It took a lot of work to remove the old workbench and prep that wall ready for painting. Besides the preexisting hole in the wall, I managed to do a fair bit of damage prising the workbench out — it was nailed to the wall and there were a lot of nails used, so lots of holes to patch. You can get an idea of the number of nails involved by looking at the boards leaning over on the left of the frame. It was so well secured I even used the hydraulic jack to help break it up.
Magically the pile of lumber has grown (another trip to Lowes), and in the foreground is the new-to-me table saw which Jim found in a yard sale sometime last year. I’ve never had a table saw before, and I must say that I wish I’d bought one years ago. Now if I don’t have a piece of wood the size I need, I can produce something in minutes. The table saw ($100), along with my compound miter saw, circular saw ($15 in a yard sale), drill press ($1 in a yard sale), and cordless drill are my most used tools. And it just goes to show how a bit of time spent rummaging around in yard sales around can save a lot of money. I must have got 80% of my tools in yard sales.
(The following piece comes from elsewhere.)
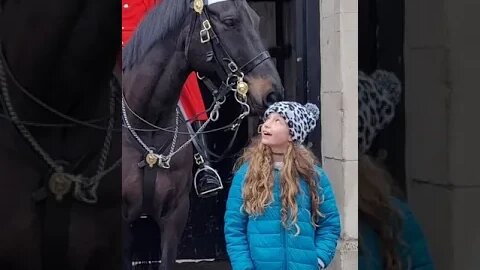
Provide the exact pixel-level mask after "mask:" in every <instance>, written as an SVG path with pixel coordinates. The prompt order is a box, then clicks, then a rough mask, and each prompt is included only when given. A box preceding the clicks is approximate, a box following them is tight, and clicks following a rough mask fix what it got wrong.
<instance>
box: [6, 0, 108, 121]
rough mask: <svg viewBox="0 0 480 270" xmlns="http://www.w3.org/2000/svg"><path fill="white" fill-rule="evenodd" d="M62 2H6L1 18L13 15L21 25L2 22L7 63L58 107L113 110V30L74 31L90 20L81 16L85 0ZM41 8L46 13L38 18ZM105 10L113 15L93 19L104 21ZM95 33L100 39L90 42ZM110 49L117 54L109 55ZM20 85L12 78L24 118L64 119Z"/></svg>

Sitting on the table saw is a quick test build of the top rail that will carry the sliding doors. Based on the results of making the test piece I have decided to trim the back of the horizontal 2″x4″ cross piece to make sure it screws in square. It’s going to be a heavy beam, but it has to carry the weight of the doors, and the top shelf over an unsupported span of around five or more feet. I’ll be using some 3/8″ Lag screws I have to fix it in place, plus I’ll glue it too. I don’t think it’ll have any trouble with the weight.